Section: 8 πŸ”– Hypothesis Testing

8.1 Introduction

Randomness is the biggest enemy of data scientists. How not to fall into its trap? How to distinguish what’s real from what’s random? This is the goal of hypothesis testing. One does not need statistics to understand the key idea. Of course statistics, probability distributions, means, standard deviations will come in due time. But we do not have to start with these sometimes intimidating concepts!

Permutation test is a shortest path to comprehend randomness and how not to fall for the randomness trap. To illustrate the permutation test, let us start with a simple example of a dataset storing information about traffic in Lincoln and Holland tunnels.

INSERT (table of the dataset correct it to 2022)

We observe that Lincoln traffic is higher than Holland tunnel traffic by calculating average traffic volume per minute in each of the tunnels using the following data.

We conclude with 68.54 for Lincoln and 67.71 for Holland tunnel. This seems to indicate that Lincoln traffic is higher than Holland traffic. But is it? Or it is just random deviation and maybe if we took more measurements, the trend would be reversed?
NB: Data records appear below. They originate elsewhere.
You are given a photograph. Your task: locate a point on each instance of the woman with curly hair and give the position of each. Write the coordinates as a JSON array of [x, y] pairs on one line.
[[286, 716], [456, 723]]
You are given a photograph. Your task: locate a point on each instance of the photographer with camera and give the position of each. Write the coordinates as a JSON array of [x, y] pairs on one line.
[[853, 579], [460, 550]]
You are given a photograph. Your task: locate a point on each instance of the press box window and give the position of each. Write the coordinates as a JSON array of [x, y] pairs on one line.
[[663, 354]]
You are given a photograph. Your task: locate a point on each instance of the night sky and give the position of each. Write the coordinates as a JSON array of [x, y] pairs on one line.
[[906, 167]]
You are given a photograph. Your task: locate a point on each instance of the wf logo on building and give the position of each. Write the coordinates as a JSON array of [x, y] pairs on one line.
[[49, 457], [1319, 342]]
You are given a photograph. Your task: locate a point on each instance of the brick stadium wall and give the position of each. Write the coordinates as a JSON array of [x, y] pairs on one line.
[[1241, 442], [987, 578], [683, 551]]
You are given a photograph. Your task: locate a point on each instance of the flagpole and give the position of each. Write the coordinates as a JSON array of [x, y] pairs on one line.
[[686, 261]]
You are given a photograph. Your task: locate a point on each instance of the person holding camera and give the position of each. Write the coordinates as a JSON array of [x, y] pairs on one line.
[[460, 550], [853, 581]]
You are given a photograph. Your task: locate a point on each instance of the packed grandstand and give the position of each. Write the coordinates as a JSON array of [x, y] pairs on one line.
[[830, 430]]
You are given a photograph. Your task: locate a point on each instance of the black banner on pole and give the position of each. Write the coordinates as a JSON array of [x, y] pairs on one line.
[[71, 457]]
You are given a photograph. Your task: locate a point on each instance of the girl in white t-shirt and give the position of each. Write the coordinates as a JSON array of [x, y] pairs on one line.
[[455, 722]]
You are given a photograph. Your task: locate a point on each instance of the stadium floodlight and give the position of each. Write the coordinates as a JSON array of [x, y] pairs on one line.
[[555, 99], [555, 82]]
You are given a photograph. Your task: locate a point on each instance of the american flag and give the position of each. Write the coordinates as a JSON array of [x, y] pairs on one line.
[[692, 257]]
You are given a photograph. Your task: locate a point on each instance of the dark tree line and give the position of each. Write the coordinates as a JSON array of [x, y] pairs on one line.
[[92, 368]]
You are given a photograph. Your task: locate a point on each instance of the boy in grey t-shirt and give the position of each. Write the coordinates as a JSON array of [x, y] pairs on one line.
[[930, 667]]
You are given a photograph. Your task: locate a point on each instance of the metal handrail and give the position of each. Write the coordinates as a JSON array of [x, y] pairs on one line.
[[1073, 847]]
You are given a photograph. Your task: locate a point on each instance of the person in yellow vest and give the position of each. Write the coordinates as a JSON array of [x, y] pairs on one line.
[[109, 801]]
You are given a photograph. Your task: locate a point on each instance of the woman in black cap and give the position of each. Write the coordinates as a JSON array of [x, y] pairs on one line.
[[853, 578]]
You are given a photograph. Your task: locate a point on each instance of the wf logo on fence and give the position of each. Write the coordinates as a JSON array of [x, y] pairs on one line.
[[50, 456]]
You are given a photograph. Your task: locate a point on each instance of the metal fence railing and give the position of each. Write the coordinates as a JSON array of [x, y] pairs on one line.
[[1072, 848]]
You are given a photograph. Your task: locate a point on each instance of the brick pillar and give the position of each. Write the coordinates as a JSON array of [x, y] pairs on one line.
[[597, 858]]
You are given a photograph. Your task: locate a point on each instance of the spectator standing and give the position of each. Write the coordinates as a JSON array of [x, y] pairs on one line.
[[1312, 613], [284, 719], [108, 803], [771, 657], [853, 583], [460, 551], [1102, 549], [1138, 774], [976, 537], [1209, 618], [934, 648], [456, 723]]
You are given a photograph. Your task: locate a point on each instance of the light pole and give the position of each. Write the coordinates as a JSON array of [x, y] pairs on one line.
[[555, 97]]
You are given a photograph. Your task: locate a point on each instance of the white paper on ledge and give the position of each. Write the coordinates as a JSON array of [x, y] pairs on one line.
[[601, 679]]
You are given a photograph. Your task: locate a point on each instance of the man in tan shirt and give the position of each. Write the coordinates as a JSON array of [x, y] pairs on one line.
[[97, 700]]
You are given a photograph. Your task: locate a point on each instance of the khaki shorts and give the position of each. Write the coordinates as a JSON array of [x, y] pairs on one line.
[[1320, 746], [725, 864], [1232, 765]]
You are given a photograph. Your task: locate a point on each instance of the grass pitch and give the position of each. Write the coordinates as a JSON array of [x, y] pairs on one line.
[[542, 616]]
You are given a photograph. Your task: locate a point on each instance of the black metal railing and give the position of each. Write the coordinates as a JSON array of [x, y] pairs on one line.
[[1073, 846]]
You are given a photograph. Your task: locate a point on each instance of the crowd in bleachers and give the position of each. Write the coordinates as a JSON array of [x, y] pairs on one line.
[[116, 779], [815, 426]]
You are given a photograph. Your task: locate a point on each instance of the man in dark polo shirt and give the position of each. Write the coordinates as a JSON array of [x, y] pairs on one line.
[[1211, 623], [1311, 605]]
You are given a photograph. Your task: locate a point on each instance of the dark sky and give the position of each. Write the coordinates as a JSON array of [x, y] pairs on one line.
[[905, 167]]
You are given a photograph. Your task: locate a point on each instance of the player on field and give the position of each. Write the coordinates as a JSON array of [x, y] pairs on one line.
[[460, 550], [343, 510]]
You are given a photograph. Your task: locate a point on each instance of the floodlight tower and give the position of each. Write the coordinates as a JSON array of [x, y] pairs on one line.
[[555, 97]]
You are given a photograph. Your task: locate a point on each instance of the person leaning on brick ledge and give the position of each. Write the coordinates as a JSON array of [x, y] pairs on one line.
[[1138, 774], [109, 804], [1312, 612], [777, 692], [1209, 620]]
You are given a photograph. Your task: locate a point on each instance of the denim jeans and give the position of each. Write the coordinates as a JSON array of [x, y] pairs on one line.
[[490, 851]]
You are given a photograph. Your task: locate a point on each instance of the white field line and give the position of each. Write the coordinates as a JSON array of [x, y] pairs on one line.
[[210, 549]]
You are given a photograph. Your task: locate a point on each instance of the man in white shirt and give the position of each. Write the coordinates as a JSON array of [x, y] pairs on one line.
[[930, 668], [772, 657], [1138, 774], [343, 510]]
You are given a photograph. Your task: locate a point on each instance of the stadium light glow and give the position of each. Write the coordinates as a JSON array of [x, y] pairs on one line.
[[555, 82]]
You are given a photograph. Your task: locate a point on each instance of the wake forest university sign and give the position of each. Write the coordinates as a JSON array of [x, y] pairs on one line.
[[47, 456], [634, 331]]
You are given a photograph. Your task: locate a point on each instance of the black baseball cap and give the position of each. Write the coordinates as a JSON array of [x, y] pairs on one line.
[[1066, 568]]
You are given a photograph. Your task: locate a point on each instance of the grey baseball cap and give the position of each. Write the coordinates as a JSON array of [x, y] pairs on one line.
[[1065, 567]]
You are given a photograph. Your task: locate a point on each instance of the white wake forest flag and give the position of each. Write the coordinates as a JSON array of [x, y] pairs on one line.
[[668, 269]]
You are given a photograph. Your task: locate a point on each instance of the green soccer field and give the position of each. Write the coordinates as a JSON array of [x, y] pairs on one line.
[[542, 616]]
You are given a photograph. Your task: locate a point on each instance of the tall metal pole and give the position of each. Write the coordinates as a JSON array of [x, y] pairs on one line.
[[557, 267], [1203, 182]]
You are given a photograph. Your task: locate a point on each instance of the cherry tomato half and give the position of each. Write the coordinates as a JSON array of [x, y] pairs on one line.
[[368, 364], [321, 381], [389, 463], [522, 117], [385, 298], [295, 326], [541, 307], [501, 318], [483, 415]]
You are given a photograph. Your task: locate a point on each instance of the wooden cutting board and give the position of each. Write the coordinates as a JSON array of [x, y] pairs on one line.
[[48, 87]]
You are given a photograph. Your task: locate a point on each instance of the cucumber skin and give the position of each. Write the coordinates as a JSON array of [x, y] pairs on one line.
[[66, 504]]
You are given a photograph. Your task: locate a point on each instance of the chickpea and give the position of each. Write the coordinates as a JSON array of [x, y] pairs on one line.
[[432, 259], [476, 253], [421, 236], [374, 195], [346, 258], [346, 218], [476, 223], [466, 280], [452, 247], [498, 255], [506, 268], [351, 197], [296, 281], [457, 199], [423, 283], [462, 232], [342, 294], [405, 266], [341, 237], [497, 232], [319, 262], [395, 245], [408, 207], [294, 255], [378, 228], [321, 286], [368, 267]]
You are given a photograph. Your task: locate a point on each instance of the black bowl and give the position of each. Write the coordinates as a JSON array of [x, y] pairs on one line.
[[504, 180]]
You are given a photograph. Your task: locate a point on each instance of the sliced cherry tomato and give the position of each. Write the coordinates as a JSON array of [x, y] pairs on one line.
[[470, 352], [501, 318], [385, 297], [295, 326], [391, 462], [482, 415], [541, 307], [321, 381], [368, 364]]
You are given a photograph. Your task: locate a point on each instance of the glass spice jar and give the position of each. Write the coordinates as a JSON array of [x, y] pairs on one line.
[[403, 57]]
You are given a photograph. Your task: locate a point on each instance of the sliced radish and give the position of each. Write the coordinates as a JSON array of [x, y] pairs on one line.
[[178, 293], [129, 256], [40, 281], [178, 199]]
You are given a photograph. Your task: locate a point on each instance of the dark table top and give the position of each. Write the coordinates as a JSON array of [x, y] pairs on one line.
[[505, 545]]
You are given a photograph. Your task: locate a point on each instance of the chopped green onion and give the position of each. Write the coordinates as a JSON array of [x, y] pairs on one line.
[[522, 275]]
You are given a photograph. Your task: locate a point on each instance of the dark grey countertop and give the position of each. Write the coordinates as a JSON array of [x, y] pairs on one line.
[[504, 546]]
This is where the permutation test comes handy. First, let us talk about the null hypothesis and the alternative hypothesis.

Null hypothesis for the Lincoln-Holland tunnel observation is that, not surprisingly, there is no difference in traffic between the two tunnels.

The alternative hypothesis states that Lincoln tunnel is more busy than Holland tunnel. Does observed data (observed traffic difference) provide us with enough evidence to reject null hypothesis and in fact support the alternative hypothesis? To answer this question we need to decide whether the observed result is reasonably likely to come randomly under the condition that NULL hypothesis holds.

How likely it is that observed difference (D=0.83) comes randomly? Permutation test helps us to estimate the chance that D=0.83 will come up randomly under the condition that traffic in Holland and Lincoln tunnels is equal.We can measure and observe it by running a permutation test, by randomly scrambling the traffic table.

Permutation test is run may times, typically 10,000, even 100,000 times and each permutation simulates a random process by simply reassigning the traffic volume values randomly between tunnels. The numbers of traffic measurements in Holland vs Lincoln remain the same. Just values differ, existing values are scrambled just breaking any relationship between volume numbers and tunnel names. Just think about each permutation as rolling a dice. How often will this random process produce the result which is at least as extreme as D=0.83 we observed? The less often it happens the more likely it is that what we observe is NOT random. Thus if we can get our observed result only 3 times in 1000 rolls of a dice (permutation test) it means that with probability of 99.7% our observed result cannot be random.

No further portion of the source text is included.